Wie erschraken sie. Er sah furchtbar aus. An der Stirn hatte er einen blutigen Streifen. Sein Gewand war schmutzig, verstaubt; seine Haare zerzaust; das Gesicht totenbleich; er war atemlos mit fiebrigen Augen,
Stockend erzählte er: »Da Sie für mich nicht sichtbar waren, fuhr ich in die Stadt. Ich hatte Geschäfte. Mit dem letzten Dampfer fuhr ich zurück. Ich war nicht allein. Die Matrosen, die das letzte Schiff bringen, sind meist betrunken. Ich kenne sie; ich habe das schon oft erlebt. Es waren vielleicht ein Dutzend Leute auf dem Schiff; die stiegen nach und nach aus. Als wir hierherkamen, landeten sie nicht, sondern fuhren weiter. Ich bat den Kapitän, das Schiff halten zu lassen, doch sie hörten nicht auf mich. Ich hatte anfangs heftigen Streit mit ihnen, und sie machten Anstalten, mich ins Wasser zu werfen. Darum schwieg ich und wurde höflich. Endlich setzten sie mich ans Land. Es war fast Mitternacht. Vor mir lagen Sümpfe, und graue Dünste stiegen auf, legten sich vor meine Augen, daß ich nichts sehen konnte. Ich watete, war in Gefahr, zu versinken. Endlich fühlte ich trockenen Boden. Ich befand mich auf einem blühenden Kartoffelfeld, dem schloß sich ein Flachsfeld an; dann kam eine große Kleewiese. Ich rannte vorwärts – heute war es etwas weniger hell als sonst, aber man konnte alles deutlich sehen. Im Grase sah ich etwas Weißes liegen, eine Gestalt. Ich bückte mich und sah, daß es ein junges Mädchen war in weißem Kleid. Sie hatte die Augen geschlossen und schien zu schlafen. Ich saß lange bei ihr und sah sie an. Sie war wunderbar schön. Endlich wagte ich, ihr Gesicht zu berühren; ihre Wange fühlte sich kalt und ledern an; da sah ich, daß das Mädchen tot war. Rasch sprang ich auf und rannte weiter. Es wurde ganz hell, und ich hatte den Weg gefunden.

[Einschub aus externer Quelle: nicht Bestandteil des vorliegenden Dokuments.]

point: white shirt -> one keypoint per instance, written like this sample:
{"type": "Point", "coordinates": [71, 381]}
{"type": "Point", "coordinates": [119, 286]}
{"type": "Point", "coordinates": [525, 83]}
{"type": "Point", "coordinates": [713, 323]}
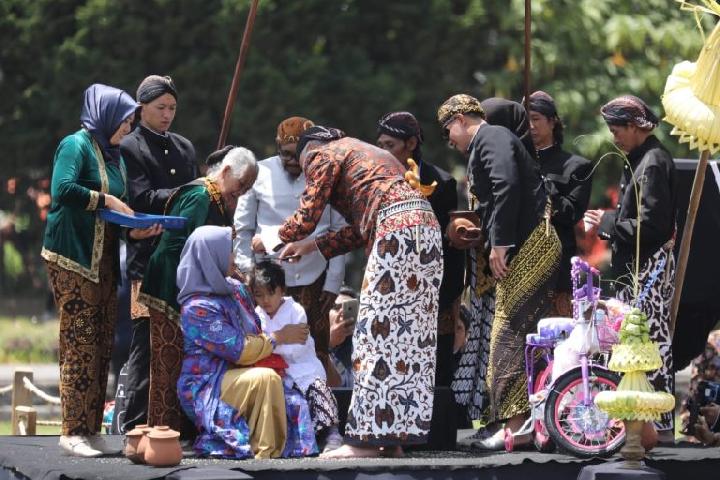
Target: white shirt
{"type": "Point", "coordinates": [262, 211]}
{"type": "Point", "coordinates": [303, 365]}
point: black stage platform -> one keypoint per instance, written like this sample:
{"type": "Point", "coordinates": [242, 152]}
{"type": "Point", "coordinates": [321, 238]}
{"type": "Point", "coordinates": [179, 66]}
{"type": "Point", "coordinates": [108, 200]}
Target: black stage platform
{"type": "Point", "coordinates": [39, 457]}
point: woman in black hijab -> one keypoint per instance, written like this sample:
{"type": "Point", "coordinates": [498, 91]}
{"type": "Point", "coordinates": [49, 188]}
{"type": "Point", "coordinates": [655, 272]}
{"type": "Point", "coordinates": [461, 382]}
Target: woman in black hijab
{"type": "Point", "coordinates": [568, 181]}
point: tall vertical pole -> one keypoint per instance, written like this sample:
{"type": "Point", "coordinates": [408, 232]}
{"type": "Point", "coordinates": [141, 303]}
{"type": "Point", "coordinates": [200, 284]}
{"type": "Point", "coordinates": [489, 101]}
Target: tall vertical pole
{"type": "Point", "coordinates": [232, 96]}
{"type": "Point", "coordinates": [684, 252]}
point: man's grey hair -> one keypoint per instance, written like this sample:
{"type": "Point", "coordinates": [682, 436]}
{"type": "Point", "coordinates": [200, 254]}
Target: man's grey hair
{"type": "Point", "coordinates": [239, 159]}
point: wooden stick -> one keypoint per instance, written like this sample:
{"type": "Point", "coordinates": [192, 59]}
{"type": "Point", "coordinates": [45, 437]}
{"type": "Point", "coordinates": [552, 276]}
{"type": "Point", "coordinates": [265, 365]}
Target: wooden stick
{"type": "Point", "coordinates": [528, 39]}
{"type": "Point", "coordinates": [232, 96]}
{"type": "Point", "coordinates": [27, 421]}
{"type": "Point", "coordinates": [684, 252]}
{"type": "Point", "coordinates": [21, 396]}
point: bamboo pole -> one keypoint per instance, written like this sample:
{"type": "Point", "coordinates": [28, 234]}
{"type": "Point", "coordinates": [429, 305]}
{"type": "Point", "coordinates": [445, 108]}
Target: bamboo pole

Plötzlich hörte ich in einer Entfernung Männer schreien: ›Dort läuft der Mörder, er kam mit dem letzten Schiff; die Matrosen kennen ihn …‹ Nach zwei Stunden kam ich hier an … Laßt mich nur ein wenig ausruhen, denn wenn es Morgen wird, muß ich auf der Flucht sein.«
»Warum fliehen?«, rief Annette. Sie war weiß bis in die Lippen. »Sie sind ja kein Mörder!«
Zwischen den Zähnen, leise und furchtbar, stieß er hervor: »Vielleicht bin ich einer!« Annette schrie auf.

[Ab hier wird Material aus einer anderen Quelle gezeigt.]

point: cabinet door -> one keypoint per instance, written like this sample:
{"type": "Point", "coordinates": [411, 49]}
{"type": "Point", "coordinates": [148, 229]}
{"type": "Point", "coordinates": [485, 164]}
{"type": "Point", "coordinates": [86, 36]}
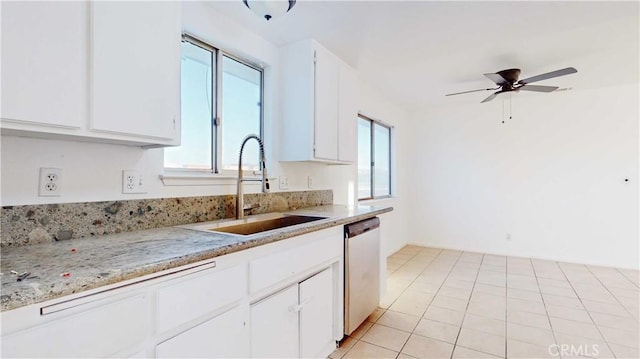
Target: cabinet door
{"type": "Point", "coordinates": [44, 63]}
{"type": "Point", "coordinates": [135, 58]}
{"type": "Point", "coordinates": [316, 315]}
{"type": "Point", "coordinates": [274, 325]}
{"type": "Point", "coordinates": [98, 332]}
{"type": "Point", "coordinates": [326, 105]}
{"type": "Point", "coordinates": [225, 336]}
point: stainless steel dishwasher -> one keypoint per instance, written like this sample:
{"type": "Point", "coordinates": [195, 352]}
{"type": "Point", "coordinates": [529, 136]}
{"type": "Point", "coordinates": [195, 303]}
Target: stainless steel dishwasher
{"type": "Point", "coordinates": [361, 272]}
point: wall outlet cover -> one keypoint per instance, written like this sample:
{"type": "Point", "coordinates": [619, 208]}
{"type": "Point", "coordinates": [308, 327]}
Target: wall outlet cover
{"type": "Point", "coordinates": [50, 183]}
{"type": "Point", "coordinates": [132, 182]}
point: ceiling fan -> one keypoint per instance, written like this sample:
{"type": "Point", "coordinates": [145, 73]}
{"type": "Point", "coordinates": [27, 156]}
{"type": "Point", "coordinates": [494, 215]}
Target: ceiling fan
{"type": "Point", "coordinates": [507, 81]}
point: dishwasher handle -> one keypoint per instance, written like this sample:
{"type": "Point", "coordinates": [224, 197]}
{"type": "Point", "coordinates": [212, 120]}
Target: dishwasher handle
{"type": "Point", "coordinates": [357, 228]}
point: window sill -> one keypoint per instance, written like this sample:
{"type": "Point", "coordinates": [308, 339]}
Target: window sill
{"type": "Point", "coordinates": [204, 179]}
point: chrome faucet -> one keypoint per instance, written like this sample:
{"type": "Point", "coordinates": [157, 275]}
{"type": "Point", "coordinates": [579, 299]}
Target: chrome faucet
{"type": "Point", "coordinates": [265, 182]}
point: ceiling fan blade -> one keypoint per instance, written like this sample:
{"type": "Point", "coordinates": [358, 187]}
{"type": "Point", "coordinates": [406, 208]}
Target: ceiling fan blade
{"type": "Point", "coordinates": [499, 80]}
{"type": "Point", "coordinates": [491, 97]}
{"type": "Point", "coordinates": [460, 93]}
{"type": "Point", "coordinates": [538, 88]}
{"type": "Point", "coordinates": [549, 75]}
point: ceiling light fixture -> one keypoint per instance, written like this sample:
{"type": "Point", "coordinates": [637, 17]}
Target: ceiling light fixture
{"type": "Point", "coordinates": [269, 9]}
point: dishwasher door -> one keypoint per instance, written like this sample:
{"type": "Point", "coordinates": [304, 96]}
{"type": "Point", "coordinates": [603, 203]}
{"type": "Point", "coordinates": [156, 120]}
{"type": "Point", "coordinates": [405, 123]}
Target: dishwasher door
{"type": "Point", "coordinates": [362, 272]}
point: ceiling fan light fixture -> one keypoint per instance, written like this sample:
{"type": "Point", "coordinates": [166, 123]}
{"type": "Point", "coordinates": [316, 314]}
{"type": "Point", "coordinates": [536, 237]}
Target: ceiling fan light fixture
{"type": "Point", "coordinates": [269, 9]}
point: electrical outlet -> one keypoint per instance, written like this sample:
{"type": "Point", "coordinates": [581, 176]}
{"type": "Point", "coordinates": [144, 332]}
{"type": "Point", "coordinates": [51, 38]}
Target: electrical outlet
{"type": "Point", "coordinates": [50, 184]}
{"type": "Point", "coordinates": [284, 182]}
{"type": "Point", "coordinates": [132, 182]}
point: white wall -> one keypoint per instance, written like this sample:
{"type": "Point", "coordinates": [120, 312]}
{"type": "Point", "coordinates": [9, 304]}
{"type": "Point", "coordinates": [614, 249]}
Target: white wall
{"type": "Point", "coordinates": [552, 178]}
{"type": "Point", "coordinates": [92, 172]}
{"type": "Point", "coordinates": [394, 224]}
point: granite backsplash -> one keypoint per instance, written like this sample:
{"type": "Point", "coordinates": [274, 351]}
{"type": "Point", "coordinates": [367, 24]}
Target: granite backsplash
{"type": "Point", "coordinates": [31, 224]}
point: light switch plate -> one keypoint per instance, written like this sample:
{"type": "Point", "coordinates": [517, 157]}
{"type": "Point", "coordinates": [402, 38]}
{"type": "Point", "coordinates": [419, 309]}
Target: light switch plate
{"type": "Point", "coordinates": [132, 182]}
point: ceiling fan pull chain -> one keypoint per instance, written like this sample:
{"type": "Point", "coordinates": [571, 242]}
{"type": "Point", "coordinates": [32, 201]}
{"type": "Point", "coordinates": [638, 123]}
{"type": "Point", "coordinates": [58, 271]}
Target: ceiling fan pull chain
{"type": "Point", "coordinates": [510, 112]}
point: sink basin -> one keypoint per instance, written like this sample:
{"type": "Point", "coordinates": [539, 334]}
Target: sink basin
{"type": "Point", "coordinates": [257, 224]}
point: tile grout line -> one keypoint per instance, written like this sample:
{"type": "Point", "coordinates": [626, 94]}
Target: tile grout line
{"type": "Point", "coordinates": [586, 310]}
{"type": "Point", "coordinates": [431, 301]}
{"type": "Point", "coordinates": [610, 292]}
{"type": "Point", "coordinates": [386, 309]}
{"type": "Point", "coordinates": [544, 303]}
{"type": "Point", "coordinates": [627, 278]}
{"type": "Point", "coordinates": [455, 344]}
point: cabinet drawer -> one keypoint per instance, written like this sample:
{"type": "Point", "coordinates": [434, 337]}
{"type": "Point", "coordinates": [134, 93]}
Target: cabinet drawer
{"type": "Point", "coordinates": [98, 332]}
{"type": "Point", "coordinates": [185, 299]}
{"type": "Point", "coordinates": [271, 269]}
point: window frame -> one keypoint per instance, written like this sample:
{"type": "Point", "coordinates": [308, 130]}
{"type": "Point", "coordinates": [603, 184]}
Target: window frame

»Jedenfalls muß ich mich verstecken«, fuhr er ruhiger fort; seine Stimme hallte unheimlich tief und fest in dem großen, stillen Zimmer. »Will denn keine von euch mir helfen?«
Lieschen stand schon angezogen da. In der Hand hatte sie ihre Reisetasche.
»Kommen Sie, ich will Ihnen helfen.«
Und sie ging mit dem Fremden zur Tür hinaus; er sah sich noch einmal um, nach Annette!
Annette lag wach und wagte nicht zu atmen. Alles war so rasch gekommen. Sie stand auf und ging umher, sie wartete, daß Lieschen zurückkomme. So verging eine Stunde; sie wußte nicht, was sie anfangen sollte. Legte sich hin, schlummerte vor Müdigkeit ein.